I got a very late start on Friday night. I pulled out of my garage at 8:00p. I figured I could get as far as Green River, but when I got close to GR, I knew I had more in me and pressed on to Goblin Valley State Park. I passed a bunch of boondockers at the edge of the park, but I remembered the only time I’d been to Goblin Valley, there was a huge empty parking lot at the Visitor’s Center/Pay station. That would be the perfect place to park and sleep a few hours before pressing on to Natural Bridges in the morning. Heh. I finally got to the parking area (completely empty), and parked my car in the far corner of the lot so I wouldn’t be in the way of anyone/anything else.
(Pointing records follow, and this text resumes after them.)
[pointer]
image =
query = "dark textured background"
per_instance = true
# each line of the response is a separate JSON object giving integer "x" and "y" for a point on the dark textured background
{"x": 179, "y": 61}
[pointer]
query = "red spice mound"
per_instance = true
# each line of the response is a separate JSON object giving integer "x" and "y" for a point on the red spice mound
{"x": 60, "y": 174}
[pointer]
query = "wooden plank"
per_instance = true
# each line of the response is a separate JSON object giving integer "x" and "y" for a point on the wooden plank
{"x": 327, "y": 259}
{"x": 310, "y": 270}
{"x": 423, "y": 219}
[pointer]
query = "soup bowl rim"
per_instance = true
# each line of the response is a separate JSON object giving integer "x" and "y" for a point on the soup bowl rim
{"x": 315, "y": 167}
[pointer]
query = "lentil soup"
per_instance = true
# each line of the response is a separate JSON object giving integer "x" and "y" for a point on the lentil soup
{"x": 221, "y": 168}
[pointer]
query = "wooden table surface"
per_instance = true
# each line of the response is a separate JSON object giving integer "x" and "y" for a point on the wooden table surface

I crawled into the back of the SUV, stuffed reflexive panels into the windows, and scrunched down into my sleeping bag to sleep.
The next thing I knew, it was light outside and someone was knocking on the car door. I pulled the panel away from the window, and to my surprise the lot was still completely empty, but there was a young ranger standing outside trying to look very official. I cracked open the door and said, “Can I help you?” He replied in a gruff voice, “You cannot camp here.” I could tell he was a little taken aback that he was talking to a white-haired old lady. Hahahahaha. I said, “I’m not camping, I just parked here. No campfire, no tent, no awnings... really, I got here at midnight and just parked.” He was not buying it. “That’s called car camping! And you have to move now! Well, FIRST you have to pay $30 for camping, then you can go.”
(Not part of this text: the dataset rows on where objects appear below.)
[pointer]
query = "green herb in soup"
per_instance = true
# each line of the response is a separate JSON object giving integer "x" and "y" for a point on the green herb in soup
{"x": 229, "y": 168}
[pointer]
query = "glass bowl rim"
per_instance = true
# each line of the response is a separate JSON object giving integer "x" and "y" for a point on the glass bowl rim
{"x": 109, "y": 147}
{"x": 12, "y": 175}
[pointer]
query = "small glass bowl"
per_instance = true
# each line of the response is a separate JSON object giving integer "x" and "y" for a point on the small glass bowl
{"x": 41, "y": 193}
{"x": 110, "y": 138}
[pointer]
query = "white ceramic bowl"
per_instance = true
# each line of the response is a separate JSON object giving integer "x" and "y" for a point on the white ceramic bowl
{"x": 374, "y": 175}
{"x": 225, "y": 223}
So, this is how I learned that I can’t park overnight in a safe, empty state park parking lot. I’ve checked now, and it is also not allowed at any national parks either. Live and learn...
I paid the $30 and decided to go INTO the park while I was there before pressing on toward Natural Bridges.
Goblin Valley is a place like no other I’ve ever seen. Bryce Canyon is famous for its hoodoos...Goblin Valley has formations that look like mini mushroom clouds.